From 1ee483668dc1a21517f93eab53ae4fba3ebaccad Mon Sep 17 00:00:00 2001
From: Dennis van Gerwen <29799340+dennisvang@users.noreply.github.com>
Date: Fri, 1 Apr 2022 16:06:44 +0200
Subject: [PATCH] add how-updates-are-created section and relation-to-pyupdater
 section to readme

---
 README.md | 29 +++++++++++++++++++++++++----
 1 file changed, 25 insertions(+), 4 deletions(-)

diff --git a/README.md b/README.md
index 0b2dc03..4aef79c 100644
--- a/README.md
+++ b/README.md
@@ -1,10 +1,15 @@
 # notsotuf
 
-A simple software updater, built on top of [python-tuf][1], the reference implementation for [TUF][2] (The Update Framework).

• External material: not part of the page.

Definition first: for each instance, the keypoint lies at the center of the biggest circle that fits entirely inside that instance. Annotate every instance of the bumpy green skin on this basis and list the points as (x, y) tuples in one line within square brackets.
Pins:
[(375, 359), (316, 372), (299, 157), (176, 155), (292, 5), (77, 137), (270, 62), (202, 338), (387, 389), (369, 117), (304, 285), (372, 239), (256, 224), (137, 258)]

+A simple software updater for stand-alone Python applications, built on top of [python-tuf][1], the reference implementation for [TUF][2] (The Update Framework).
 
-The `notsotuf` package was inspired by [PyUpdater][3].
+## Relation to PyUpdater
 
-A detailed discussion of the intricacies of TUF implementation can be found in [PEP458][5].
+The `notsotuf` package was inspired by [PyUpdater][3], and uses a general approach to updating that is directly based on PyUpdater's implementation.
+
+However, whereas PyUpdater implements a custom security mechanism to ensure authenticity (and integrity) of downloaded update files, `notsotuf` is built on top of the security mechanisms implemented in the [python-tuf][1] package.
+We entrust secure design to the security professionals, so that we can focus on high-level tools.
+
+A detailed discussion of the intricacies of TUF adoption can be found in [PEP458][5].
 
 ## Overview
 
@@ -39,7 +44,22 @@ where `name` is a short string that may contain alphanumeric characters, undersc
 Patches are typically smaller than archives, so the notsotuf client will always attempt to update using one or more patches.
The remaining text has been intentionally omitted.